Un tir de l'armée israélienne et un engin explosif du Hezbollah sont responsables de la mort de trois Casques bleus indonésiens au sud du Liban lors de deux incidents successifs fin mars, selon les résultats provisoires d'une enquête de l'ONU.

"Nous avons demandé aux parties concernées que ces affaires fassent l'objet d'enquêtes et de poursuites par les autorités nationales", a déclaré le porte-parole du secrétaire général Stéphane Dujarric, en présentant mardi ces conclusions à la presse.

Le 29 mars, un Casque bleu de la Force intérimaire des Nations unies au Liban (Finul) a été tué par un tir de projectile sur la position qu'il occupait près d'Adchit Al Qusayr, où des affrontements avaient lieu entre Israël et le mouvement pro-iranien.

Un autre était grièvement blessé lors du même incident.

Le lendemain, deux autres soldats de la même force étaient tués par une explosion ayant détruit leur véhicule près de Bani Hayyan.

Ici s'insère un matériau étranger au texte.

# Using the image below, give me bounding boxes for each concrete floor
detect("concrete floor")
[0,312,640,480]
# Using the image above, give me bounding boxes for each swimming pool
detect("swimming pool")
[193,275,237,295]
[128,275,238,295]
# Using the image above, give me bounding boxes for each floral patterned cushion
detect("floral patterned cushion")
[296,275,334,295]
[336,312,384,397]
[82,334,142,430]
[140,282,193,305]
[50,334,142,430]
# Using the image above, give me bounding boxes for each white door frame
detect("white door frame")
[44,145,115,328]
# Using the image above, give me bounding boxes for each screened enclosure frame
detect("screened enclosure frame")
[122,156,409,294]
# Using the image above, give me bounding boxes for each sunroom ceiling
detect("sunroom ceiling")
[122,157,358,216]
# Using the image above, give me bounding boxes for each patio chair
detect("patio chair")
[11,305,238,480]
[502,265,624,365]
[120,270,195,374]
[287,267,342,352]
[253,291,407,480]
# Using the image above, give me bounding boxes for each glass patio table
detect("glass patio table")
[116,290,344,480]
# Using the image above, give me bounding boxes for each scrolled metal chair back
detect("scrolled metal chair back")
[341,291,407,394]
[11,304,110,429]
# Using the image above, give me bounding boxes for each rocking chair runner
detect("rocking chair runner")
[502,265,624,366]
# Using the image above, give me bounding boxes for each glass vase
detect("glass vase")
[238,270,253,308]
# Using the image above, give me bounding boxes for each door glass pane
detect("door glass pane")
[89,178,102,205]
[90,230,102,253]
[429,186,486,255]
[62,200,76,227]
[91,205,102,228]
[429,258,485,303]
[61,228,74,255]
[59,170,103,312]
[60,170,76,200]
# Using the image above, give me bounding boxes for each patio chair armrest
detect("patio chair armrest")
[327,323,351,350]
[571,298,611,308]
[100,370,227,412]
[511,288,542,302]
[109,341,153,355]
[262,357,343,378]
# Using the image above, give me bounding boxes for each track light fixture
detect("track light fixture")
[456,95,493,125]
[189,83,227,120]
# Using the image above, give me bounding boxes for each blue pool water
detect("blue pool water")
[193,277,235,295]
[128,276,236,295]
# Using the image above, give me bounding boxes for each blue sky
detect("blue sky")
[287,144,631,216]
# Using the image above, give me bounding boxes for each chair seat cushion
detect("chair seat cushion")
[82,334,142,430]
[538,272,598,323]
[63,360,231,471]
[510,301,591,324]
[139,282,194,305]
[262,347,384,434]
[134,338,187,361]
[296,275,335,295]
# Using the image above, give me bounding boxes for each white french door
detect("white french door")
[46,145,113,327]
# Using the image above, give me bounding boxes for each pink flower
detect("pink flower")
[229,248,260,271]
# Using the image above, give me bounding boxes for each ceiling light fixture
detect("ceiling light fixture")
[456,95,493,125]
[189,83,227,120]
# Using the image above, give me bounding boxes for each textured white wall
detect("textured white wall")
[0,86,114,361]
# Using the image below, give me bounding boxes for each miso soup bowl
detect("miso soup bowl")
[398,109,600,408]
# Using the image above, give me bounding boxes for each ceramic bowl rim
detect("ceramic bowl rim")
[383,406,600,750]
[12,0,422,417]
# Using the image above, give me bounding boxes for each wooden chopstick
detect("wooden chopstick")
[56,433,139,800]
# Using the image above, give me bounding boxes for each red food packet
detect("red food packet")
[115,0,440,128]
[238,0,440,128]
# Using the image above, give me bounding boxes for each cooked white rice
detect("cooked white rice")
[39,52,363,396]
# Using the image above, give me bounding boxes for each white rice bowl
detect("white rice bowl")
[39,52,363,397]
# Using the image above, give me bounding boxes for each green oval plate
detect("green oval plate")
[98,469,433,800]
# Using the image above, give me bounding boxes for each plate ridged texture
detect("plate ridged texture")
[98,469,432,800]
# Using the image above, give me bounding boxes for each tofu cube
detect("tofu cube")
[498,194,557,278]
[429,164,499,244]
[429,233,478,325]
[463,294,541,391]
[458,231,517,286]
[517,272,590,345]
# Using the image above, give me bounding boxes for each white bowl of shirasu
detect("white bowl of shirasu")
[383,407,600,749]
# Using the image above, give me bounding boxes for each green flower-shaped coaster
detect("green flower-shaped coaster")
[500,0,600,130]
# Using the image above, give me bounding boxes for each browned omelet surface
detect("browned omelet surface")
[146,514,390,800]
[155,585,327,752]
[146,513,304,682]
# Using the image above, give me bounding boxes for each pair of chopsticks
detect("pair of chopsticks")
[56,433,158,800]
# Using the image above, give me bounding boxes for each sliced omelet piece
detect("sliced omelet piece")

Un troisième était grièvement blessé et un quatrième plus légèrement.

Concernant le premier cas, l'enquête indique que "le projectile était un obus de char de 120 mm, tiré par un char Merkava des forces de défense israéliennes depuis l'est", a expliqué Stéphane Dujarric.

Il a rappelé qu'"afin d'atténuer les risques pour le personnel des Nations unies", la Finul avait "communiqué aux forces de défense israéliennes les coordonnées de l'ensemble de ses positions et installations" à deux reprises dans les jours qui avaient précédé.

L'explosion du 30 mars a été déclenchée par un engin explosif improvisé, a poursuivi le porte-parole.

"L'enquête estime que, compte tenu du lieu de l'incident, de la nature de l'explosion et du contexte actuel, cet engin a très probablement été placé par le Hezbollah", a-t-il ajouté.

"Les attaques contre les Casques bleus des Nations unies peuvent constituer des crimes de guerre au regard du droit international (...) L'inviolabilité des installations des Nations unies doit être respectée", a insisté Stéphane Dujarric.

La Finul sert de force de maintien de la paix entre Israël et le Liban depuis 1978 mais se retrouve sous le feu croisé de l'armée israélienne et du Hezbollah.

Cette force, qui compte près de 8.200 soldats issus de 47 pays, est prise en étau entre Israël et la formation pro-iranienne, qui a entraîné le Liban dans la guerre entre Israël et les Etats-Unis d'une part et l'Iran d'autre part par une attaque le 2 mars.